In the foregoing embodiments, the descriptions of the embodiments are emphasized, and for parts of one embodiment that are not described in detail, reference may be made to related descriptions of other embodiments.

In the description of the present application, the terms "first," "second," and the like are used for descriptive purposes only and are not to be construed as indicating or implying relative importance or implicitly indicating the number of technical features indicated. Thus, a feature defining "a first" or "a second" may explicitly or implicitly include one or more features.

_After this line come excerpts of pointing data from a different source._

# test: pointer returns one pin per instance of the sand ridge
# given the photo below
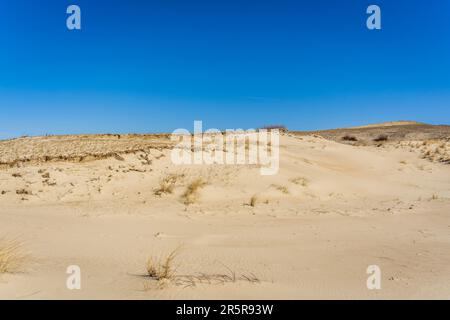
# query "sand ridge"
(310, 231)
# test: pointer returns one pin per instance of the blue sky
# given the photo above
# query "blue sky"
(154, 66)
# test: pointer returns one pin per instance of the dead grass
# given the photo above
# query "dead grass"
(381, 138)
(349, 138)
(12, 255)
(162, 270)
(282, 189)
(191, 195)
(300, 181)
(253, 200)
(166, 185)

The foregoing has described in detail the heat dissipation device and the laser provided by the embodiments of the present application, and specific examples have been applied herein to illustrate the principles and embodiments of the present application, where the foregoing examples are provided to assist in understanding the methods and core ideas of the present application; meanwhile, as those skilled in the art will vary in the specific embodiments and application scope according to the ideas of the present application, the contents of the present specification should not be construed as limiting the present application in summary.

Claims

1. A heat sink, comprising:

2. The heat sink of claim 1, further comprising:

3. The heat dissipating device of claim 2, wherein a side of said side plate facing away from said first fin is provided with a grip.

4. The heat sink of claim 1, further comprising:

5. The heat sink of claim 4 wherein the front and rear panels are made of a composite material.

6. The heat sink as recited in claim 1, wherein: the support part comprises a plurality of support columns, the support columns are detachably connected with the first plate body, and the support columns are used for fixing the circuit board.

7. The heat sink as recited in claim 1, wherein: the supporting part comprises a boss, the boss is detachably connected with the first plate body, and the boss is used for fixing a seed source.

8. The heat dissipating device of claim 7, wherein a thermally conductive silicone grease layer is disposed between said boss and said first plate.

9. The heat dissipating device of claim 1, further comprising a plurality of holders disposed on the second plate on a side of the second plate facing away from the first plate, the holders being detachably connected to the second plate.

10. A laser, comprising: the heat dissipating device of any of claims 1 to 9.